There's a lot in the works for BPRE, including a new mode, which we have code named Task Force, that everyone on the team is pretty excited about. I'm down at Ft Bragg in 20 days shooting new content for this, so stay tuned, more on that in weeks to come.

I got SC2 in my hands at one of the midnight releases on Monday evening. Unfortunately, by the time it had installed I had passed out. Yes, I am getting old. Yesterday, I finally got to fire it up and put some time against it. On one level, it's exactly what I thought it would be. A sharper looking Starcraft. On another level, after about 4 hours in the game, I'm not sure I will ever play it again. Not because it's bad, but it just hasn't hooked me.

The story and characters seem to be the same from dozens of other RT strat games I've played in the past decade. We're fighting bad guys and here comes some alien relics that could shift the balance of power, forever. You have the opportunist, the estranged rebel, the honorable commander, blah blah blah. It's just not pulitzer winning stuff I crave (yes, I realize that is a ridiculous expectation).

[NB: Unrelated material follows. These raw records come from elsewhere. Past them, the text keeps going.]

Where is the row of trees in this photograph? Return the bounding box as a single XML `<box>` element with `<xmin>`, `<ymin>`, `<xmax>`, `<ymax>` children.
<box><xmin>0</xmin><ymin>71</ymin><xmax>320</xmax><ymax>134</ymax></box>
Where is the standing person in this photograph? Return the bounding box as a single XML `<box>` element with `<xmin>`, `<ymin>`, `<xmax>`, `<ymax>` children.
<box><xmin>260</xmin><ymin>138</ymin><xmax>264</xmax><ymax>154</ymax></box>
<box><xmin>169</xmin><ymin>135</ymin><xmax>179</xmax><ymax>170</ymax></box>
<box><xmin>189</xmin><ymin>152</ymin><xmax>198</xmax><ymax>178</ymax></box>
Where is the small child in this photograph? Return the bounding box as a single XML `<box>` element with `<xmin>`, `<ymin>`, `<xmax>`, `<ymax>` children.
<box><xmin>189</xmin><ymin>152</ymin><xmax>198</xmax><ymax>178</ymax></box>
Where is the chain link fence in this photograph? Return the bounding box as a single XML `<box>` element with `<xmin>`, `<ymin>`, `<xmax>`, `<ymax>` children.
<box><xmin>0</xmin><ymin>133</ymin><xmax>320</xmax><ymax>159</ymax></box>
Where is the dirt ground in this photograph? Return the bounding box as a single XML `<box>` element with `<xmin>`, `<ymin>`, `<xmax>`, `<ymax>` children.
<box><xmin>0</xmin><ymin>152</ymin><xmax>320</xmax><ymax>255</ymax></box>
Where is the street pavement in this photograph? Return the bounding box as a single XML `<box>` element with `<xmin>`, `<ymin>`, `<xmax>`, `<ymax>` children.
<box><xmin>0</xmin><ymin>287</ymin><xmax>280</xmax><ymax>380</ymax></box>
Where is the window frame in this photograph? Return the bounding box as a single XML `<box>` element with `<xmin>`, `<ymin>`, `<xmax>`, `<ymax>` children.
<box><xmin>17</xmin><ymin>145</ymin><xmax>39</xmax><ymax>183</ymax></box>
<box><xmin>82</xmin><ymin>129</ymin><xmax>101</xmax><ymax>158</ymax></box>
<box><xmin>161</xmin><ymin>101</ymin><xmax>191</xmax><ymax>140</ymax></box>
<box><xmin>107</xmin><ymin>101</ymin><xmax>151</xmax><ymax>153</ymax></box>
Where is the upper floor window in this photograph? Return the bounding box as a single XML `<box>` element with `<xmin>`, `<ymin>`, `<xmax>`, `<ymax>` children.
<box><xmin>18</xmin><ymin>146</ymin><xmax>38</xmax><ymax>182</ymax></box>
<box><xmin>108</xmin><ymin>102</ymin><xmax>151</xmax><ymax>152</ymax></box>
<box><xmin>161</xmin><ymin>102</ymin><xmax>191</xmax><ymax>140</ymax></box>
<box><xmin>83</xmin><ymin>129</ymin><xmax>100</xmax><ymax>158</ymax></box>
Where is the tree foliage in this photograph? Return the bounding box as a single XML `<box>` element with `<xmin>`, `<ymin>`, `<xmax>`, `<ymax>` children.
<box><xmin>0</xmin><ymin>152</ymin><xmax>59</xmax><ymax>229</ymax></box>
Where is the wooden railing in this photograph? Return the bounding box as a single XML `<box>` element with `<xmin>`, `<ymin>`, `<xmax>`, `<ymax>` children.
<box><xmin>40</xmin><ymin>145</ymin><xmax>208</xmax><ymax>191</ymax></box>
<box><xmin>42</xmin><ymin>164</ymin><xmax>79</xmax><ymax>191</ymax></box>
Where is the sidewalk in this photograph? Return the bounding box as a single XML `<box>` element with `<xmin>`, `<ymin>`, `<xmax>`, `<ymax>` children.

Then there's the gameplay...

After playing Company of Heroes, the combat in SCII seems kind of lame. SCII's control, like SC, is at a high level and distributed across resource harvesting, combat, infrastructure and tech trees rather than getting too detailed with any one specifically. After using complex squad tactics in CoH, I feel their absence in this experience. Then again, I stopped playing CoH specifically because the SP missions took forever and I found the tech tree, capabilities of the vehicle units and level of micro management to be such a pain in the ass. And with Red Dead Redemption in the other room, looming at 80% completion, it's hard to get excited about ordering little guys around the board to kill Germans/Zerg.

I always harken back to Syndicate. There were 4 guys to keep track of and I could do pretty elaborate things with them. It's probably still my favorite RTS. Then again, I got my Xbox out again and started playing Mercenaries - which is probably as close to Syndicate as anyone has gotten in the past 10 years LOL

Pre-orders for the rest of the year are now limited to Vanquish and Medal of Honor. I killed my Crysis 2 pre-order when it appeared it would trade North Koreans for PMC troops. Sigh. How original.

You would think bringing in RK Morgan would allow something a little more creative, but then again his last 3 books have barely held my attention. I liked him better when he was limited to 300 pages and shit was balls to the wall all the time(ie Broken Angels and Market Forces).